There are some basic regions ("segments") provided by all Unix variants:

• Stack: (Variable size) This is where information about function call sequences is stored. There is microprocessor support for the stack.
• Code: (Fixed size) The area of memory containing machine code instructions. Typically r+x permissions. Aka the text segment.
• Data: (Fixed size) The area of memory containing initialized data. This includes static variables, string constants, etc.
• BSS: (Variable size) The area of memory containing uninitialized data. This is where "heap allocated" objects live.

You can view a process' memory map with the utility pmap.

System V shared memory

System V provides an alternative mechanism for setting up shared memory, via the shmctl (), shmget (), shmat (), and shmdt () set of calls. These are not suggested for use, because

• System V entities live in a seperate namespace with seperate access permissions and adminstrative tools (e.g., ipcs).
• System V entities are not automatically cleaned up if all programs using them exit, and can be a resource management nightmare.
  

Shared memory

Physical memory can be shared between two processes merely by manipulating their page tables. This happens automatically in modern Unixes in various circumstances, e.g.,

• When implementing shared libraries, the dynamic loader will mmap the library, and the kernel will share the maps amongst processes.
• When forking, the child gets a copy of the parent's page table, i.e., their pages originally all coexist in physical memory; but the first time a page is written (by either), the kernel traps the write and makes a copy. Thus a child can share a large read-only data structure constructed by the parent prior to forking; although as caveat, in same languages, a read-only data structure is still written to by the runtime (e.g., garbage collection metadata).
• Threads share their entire page map. The OS will simply reset the stack pointer when switching contexts, as opposed to flushing the TLB.

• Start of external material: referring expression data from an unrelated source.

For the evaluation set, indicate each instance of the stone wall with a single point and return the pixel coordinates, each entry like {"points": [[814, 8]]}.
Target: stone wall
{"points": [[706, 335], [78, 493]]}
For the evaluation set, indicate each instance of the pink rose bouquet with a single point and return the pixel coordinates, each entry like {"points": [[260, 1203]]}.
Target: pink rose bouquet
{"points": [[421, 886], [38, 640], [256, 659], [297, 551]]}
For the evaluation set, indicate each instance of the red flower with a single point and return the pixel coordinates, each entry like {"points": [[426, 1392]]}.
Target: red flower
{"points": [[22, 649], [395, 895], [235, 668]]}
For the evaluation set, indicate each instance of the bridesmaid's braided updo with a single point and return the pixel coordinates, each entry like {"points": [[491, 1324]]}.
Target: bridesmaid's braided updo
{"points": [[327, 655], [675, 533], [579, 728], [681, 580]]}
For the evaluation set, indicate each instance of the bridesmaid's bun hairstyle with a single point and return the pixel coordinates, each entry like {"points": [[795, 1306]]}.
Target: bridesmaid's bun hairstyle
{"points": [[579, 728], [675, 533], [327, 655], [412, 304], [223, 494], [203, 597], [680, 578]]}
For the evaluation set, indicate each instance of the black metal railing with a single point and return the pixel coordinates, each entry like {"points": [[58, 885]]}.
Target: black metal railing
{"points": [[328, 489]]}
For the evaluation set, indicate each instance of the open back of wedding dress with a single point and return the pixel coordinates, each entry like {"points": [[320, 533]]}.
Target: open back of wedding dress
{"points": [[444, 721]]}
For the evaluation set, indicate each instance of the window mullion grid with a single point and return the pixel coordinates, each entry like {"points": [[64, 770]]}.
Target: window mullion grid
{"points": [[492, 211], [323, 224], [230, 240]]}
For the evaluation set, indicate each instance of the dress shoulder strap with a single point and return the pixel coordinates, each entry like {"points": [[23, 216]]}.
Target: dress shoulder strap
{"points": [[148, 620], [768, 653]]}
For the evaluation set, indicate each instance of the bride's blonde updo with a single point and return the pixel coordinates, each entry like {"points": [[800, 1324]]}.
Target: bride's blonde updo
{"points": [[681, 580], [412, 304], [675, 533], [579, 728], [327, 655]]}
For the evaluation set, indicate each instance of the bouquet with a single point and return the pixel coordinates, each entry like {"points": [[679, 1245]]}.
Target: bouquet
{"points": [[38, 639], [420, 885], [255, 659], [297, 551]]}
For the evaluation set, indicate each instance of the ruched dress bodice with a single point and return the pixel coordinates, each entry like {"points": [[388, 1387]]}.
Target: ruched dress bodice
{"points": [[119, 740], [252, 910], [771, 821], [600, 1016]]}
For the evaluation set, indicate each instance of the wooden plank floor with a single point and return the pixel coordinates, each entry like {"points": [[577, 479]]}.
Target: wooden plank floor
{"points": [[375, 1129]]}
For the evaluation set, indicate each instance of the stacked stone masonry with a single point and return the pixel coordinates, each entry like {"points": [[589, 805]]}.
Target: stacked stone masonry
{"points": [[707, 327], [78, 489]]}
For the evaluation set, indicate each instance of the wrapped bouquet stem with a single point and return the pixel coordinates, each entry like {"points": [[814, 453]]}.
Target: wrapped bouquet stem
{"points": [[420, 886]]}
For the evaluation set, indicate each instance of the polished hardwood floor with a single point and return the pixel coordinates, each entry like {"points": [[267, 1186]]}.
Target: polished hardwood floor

Besides these examples, if two processes want to share physical memory, there are two major techniques: mmap, and system V.

mmap

The mmap () system call allows the programmer to associate a region of the process virtual address space with a file. It is an extremely general purpose utility:

• It allows the mapped memory to have protection attributes (readable, writable, execable).
• It allows the process to have a private copy (on-write) version of the file; changes are private to the process and disappear when the process exits. Alternatively, it allows the process to share the mapping with other processes; writing the memory area is equivalent to writing the file.
• The memory mapped region need not correspond to an actual file (i.e. anonymous); by creating an anonymous mmap in a parent and forking, the children can share memory.
  

Mmap has several desirable properties, including

• The namespace for mmap corresponds to the filesystem, adhering to the "everything is a file" Unix ideal.
• Access permissions correspond to file permissions.
• The actual relationship between the virtual address space and physical memory consumed by the mmap is controlled by the OS; in particular, memory resources are automatically freed when all processes using an mmap either munmap or exit.
  

These properties stand in contrast to system V shared memory.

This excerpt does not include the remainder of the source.